Kontroversi ini muncul ke permukaan sejak Juli-Agustus 2025, ketika nama Eka Afriana masuk laporan masyarakat ke Polda Lampung terkait dugaan pemalsuan identitas. Kasus ini tidak kunjung diselesaikan, sehingga Forum Muda Lampung melaporkan Polda Lampung ke Mabes Polri dan membawa isu tersebut ke Dirjen Kemendagri. Publik pun bertanya-tanya: bagaimana pemimpin organisasi guru bisa terlibat dalam masalah hukum yang sedemikian serius?
PGRI sebagai organisasi yang lahir sejak 1912 memiliki peran strategis dalam memperjuangkan hak guru, kesejahteraan tenaga pendidik, dan martabat pendidikan di Indonesia. Namun, praktik kepemimpinan Eka Afriana justru bertolak belakang dengan nilai-nilai perjuangan tersebut. Selain menjabat Ketua PGRI, Eka juga pernah menjabat Plt Disdikbud dan Asisten Setda Pemkot Bandar Lampung, posisi yang seharusnya menempatkan dia sebagai teladan bagi guru dan masyarakat.
Kontroversi terbaru terkait SMA Swasta Siger menjadi sorotan publik. Eka Afriana tercatat sebagai pendiri sekaligus pemilik sekolah tersebut. Meskipun Wali Kota sempat menyatakan bahwa sekolah ini menggratiskan biaya pendidikan, fakta lapangan berbeda. SMA Swasta Siger dilaporkan ke Polda Lampung karena indikasi pelanggaran undang-undang perlindungan anak, undang-undang Sisdiknas, dan Permendagri terkait pinjam pakai aset negara. Sekolah ini bahkan belum terdaftar di Dapodik Kemendikbud.
Selain masalah legalitas, guru honor di SMA Siger mengalami penderitaan karena gaji mereka tidak dibayarkan selama berbulan-bulan. Praktik ilegal lainnya berupa penjualan modul kepada peserta didik, yang sebagian besar berasal dari keluarga pra sejahtera, menambah daftar pelanggaran yang merugikan masyarakat. Ironisnya, kebijakan ini justru mendapat dukungan dari Ketua Komisi 4 dan pimpinan DPRD Bandar Lampung, sementara pihak Disdikbud dan BKAD hanya memproses anggaran secara administratif tanpa penyelesaian masalah secara substansial.
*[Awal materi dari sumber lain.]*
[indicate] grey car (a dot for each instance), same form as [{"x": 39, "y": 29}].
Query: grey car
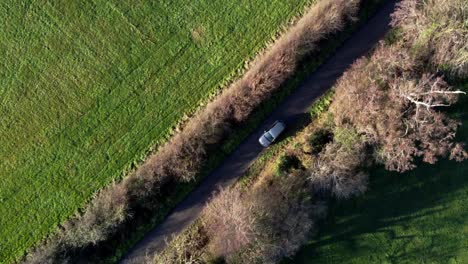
[{"x": 272, "y": 134}]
Kelalaian Eka Afriana juga berdampak pada pengelolaan aset pemerintah. Pinjam pakai lahan untuk sekolah swasta yang didirikan olehnya menimbulkan potensi pelanggaran hukum, dan Kepala SMP Negeri 38 dan 44 Bandar Lampung bisa terjerat KUHAP karena BAST aset tersebut belum diselesaikan. Hal ini menunjukkan lemahnya pengawasan internal dan transparansi dari pejabat terkait.
Skandal ini menimbulkan skeptisisme publik terhadap masa depan pendidikan di Bandar Lampung. Bagaimana generasi mendatang bisa mendapat pendidikan berkualitas dan bermartabat jika pimpinan organisasi guru sendiri lalai terhadap integritas? Pertanyaan ini menjadi semakin krusial ketika praktik seperti pemalsuan identitas dan penyelenggaraan sekolah swasta yang bermasalah terjadi di tengah masyarakat yang menaruh kepercayaan tinggi pada institusi pendidikan.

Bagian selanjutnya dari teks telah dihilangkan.